18 luglio 2008

Gli anni di maialitudine




Bankitalia vede nero. Precipitano i consumi. Le borse vanno a picco.
Ah… un bel respiro profondo. Che soddisfazione. Talvolta le notizie sono ottime. Raramente a dir la verità. Ma quelle poche volte si gode davvero. Del resto è la qualità che conta non la quantità. Guardo fuori le colline verdi e il sole alto, solitario in un cielo azzurro nitidissimo.
La maialitudine sta terminando. Checché se ne dica sta terminando.
L’involuzione ferocemente, e stavolta davvero darwiniana, dalla società pressoché preindustriale dell’anteguerra, dove tutti si era contadini, persone semplici, che allevavamo animali tra cui anche maiali e ci autoproducevamo una buon parte di quello che ci serviva, alla società postindustriale dove tutti siamo diventati dei maiali d’allevamento, incubati dal sistema sin dall’infanzia, incapaci di ogni abilità manuale, grassi, lussuriosi oltremisura, degenerati, privi di umanità, pronti a sbranarci l’uno con l’altro per l’ultimo modello di cellulare o per un last minute plastificato alle Mauritius, questa involuzione dicevo, sta finalmente esaurendo la sua carica, proprio come la mia sveglia a molla quando suona al mattino e lentamente si zittisce scampanellando sempre più fiocamente. Ma nonostante la sveglia tutti continuano a dormire…

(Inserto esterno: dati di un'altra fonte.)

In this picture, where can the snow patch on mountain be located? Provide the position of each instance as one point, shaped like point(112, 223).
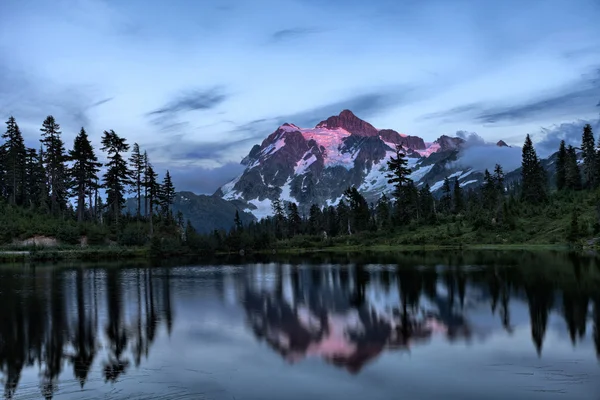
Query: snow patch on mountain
point(418, 174)
point(227, 189)
point(430, 148)
point(468, 183)
point(263, 208)
point(304, 163)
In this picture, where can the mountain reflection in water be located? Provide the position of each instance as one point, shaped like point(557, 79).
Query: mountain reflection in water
point(100, 323)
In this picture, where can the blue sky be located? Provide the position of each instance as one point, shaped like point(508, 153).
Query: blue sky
point(198, 82)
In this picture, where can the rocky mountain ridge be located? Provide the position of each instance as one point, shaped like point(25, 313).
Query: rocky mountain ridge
point(315, 165)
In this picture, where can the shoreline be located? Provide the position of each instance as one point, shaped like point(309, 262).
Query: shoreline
point(144, 253)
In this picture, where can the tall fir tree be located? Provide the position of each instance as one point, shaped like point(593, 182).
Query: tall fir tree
point(458, 197)
point(35, 181)
point(561, 166)
point(152, 189)
point(533, 176)
point(426, 203)
point(167, 195)
point(294, 219)
point(54, 158)
point(588, 148)
point(117, 176)
point(399, 172)
point(84, 171)
point(137, 164)
point(572, 171)
point(446, 199)
point(14, 161)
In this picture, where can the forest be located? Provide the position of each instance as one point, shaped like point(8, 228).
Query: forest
point(69, 196)
point(557, 206)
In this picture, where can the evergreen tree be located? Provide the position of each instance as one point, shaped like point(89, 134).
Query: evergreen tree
point(398, 171)
point(237, 222)
point(54, 158)
point(315, 217)
point(343, 218)
point(426, 203)
point(35, 181)
point(279, 215)
point(117, 176)
point(359, 209)
point(446, 200)
point(137, 163)
point(84, 172)
point(561, 166)
point(382, 212)
point(588, 147)
point(398, 175)
point(572, 172)
point(499, 180)
point(533, 176)
point(573, 234)
point(294, 219)
point(152, 189)
point(14, 157)
point(167, 195)
point(458, 197)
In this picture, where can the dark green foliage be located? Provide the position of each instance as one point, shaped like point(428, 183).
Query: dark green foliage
point(137, 163)
point(84, 172)
point(533, 176)
point(383, 213)
point(117, 176)
point(14, 156)
point(294, 220)
point(457, 196)
point(573, 233)
point(54, 158)
point(588, 148)
point(446, 200)
point(561, 166)
point(572, 172)
point(166, 195)
point(359, 210)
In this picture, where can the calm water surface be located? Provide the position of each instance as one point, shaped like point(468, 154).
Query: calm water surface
point(416, 326)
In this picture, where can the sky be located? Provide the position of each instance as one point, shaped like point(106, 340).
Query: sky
point(198, 82)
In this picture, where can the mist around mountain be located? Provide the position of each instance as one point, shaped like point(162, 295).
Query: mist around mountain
point(316, 165)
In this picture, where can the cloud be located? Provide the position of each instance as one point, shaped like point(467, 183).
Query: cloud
point(203, 180)
point(193, 100)
point(471, 138)
point(574, 99)
point(482, 157)
point(166, 117)
point(570, 132)
point(291, 33)
point(103, 101)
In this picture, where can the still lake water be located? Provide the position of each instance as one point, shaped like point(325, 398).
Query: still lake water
point(486, 325)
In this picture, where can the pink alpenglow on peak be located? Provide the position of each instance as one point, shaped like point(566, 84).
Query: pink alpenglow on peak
point(350, 122)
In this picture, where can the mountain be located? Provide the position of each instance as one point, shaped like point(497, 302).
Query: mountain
point(315, 165)
point(206, 213)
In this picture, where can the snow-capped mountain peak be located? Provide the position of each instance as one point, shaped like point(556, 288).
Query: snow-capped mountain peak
point(316, 165)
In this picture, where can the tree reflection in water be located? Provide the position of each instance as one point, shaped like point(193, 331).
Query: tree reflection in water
point(102, 323)
point(50, 316)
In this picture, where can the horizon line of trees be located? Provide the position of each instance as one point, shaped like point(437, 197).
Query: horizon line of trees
point(44, 181)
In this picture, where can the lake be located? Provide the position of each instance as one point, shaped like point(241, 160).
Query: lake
point(422, 325)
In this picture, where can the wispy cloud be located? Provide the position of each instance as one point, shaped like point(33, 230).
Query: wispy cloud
point(570, 132)
point(577, 98)
point(193, 100)
point(292, 33)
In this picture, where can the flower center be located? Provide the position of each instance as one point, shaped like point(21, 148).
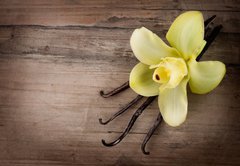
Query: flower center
point(169, 72)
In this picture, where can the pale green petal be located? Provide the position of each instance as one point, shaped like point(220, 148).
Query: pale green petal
point(173, 104)
point(149, 48)
point(205, 76)
point(186, 34)
point(141, 80)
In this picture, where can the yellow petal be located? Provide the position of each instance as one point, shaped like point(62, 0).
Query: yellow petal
point(141, 80)
point(186, 34)
point(173, 104)
point(149, 48)
point(205, 76)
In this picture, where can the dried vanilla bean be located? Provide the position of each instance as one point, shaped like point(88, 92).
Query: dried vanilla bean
point(124, 109)
point(115, 91)
point(131, 123)
point(150, 133)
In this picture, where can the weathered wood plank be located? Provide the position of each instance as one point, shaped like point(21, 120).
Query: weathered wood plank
point(119, 14)
point(47, 119)
point(72, 44)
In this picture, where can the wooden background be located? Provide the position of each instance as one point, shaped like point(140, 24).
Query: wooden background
point(55, 57)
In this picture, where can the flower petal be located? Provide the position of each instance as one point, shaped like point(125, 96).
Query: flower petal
point(186, 34)
point(141, 80)
point(173, 104)
point(149, 48)
point(205, 76)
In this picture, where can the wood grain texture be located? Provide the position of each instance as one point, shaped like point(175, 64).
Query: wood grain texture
point(56, 55)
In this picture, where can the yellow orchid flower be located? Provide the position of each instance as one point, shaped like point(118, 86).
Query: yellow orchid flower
point(165, 70)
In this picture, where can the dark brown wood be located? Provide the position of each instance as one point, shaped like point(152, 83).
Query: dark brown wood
point(56, 55)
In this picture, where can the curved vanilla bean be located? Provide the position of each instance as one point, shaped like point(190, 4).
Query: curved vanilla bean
point(150, 133)
point(124, 109)
point(115, 91)
point(209, 39)
point(131, 123)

Eppure sta terminando. I segnali sono talmente chiari da essere più che altro dolorosi.
Uno sugli altri la totale frantumazione dei tempi, ingestibile ormai per la maggior parte di tutti noi. La risorsa più scarsa non è il petrolio. No. È il tempo. La guerra ci sarà non per il petrolio o per il gas (che del resto c’è già). No. Ma per una manciata di secondi di libertà. E sarà cruentissima. Lo è già.
Non abbiamo più il controllo sul nostro tempo… e sul nostro peso.
Eppure il segreto del riappropriarsi della propria vita, anziché guardarla passare intanto che si è occupati a fare qualcos’altro, sta proprio nelle attività quotidiane che scegliamo, negli strumenti materiali che utilizziamo e nelle finalità che ci siamo dati nell’esistenza.
Quando gli strumenti che usiamo sono più “grezzi”, primitivi, lenti, il tempo inizia a scorrere più lentamente. È inevitabile. Meno cose riusciamo a fare in fretta e più tempo avremo per rilassarci e magari leggere un buon libro senza ansia, come non riuscivamo a fare da tempo. Quando il tempo scorre più lento ha maggiore capienza. Accelerando il ritmo dell’esistenza si riduce in realtà l’ampiezza del singolo attimo e tutto intorno a noi si contrae. Anche il nostro stomaco… che chiede mangime per far fronte allo stress.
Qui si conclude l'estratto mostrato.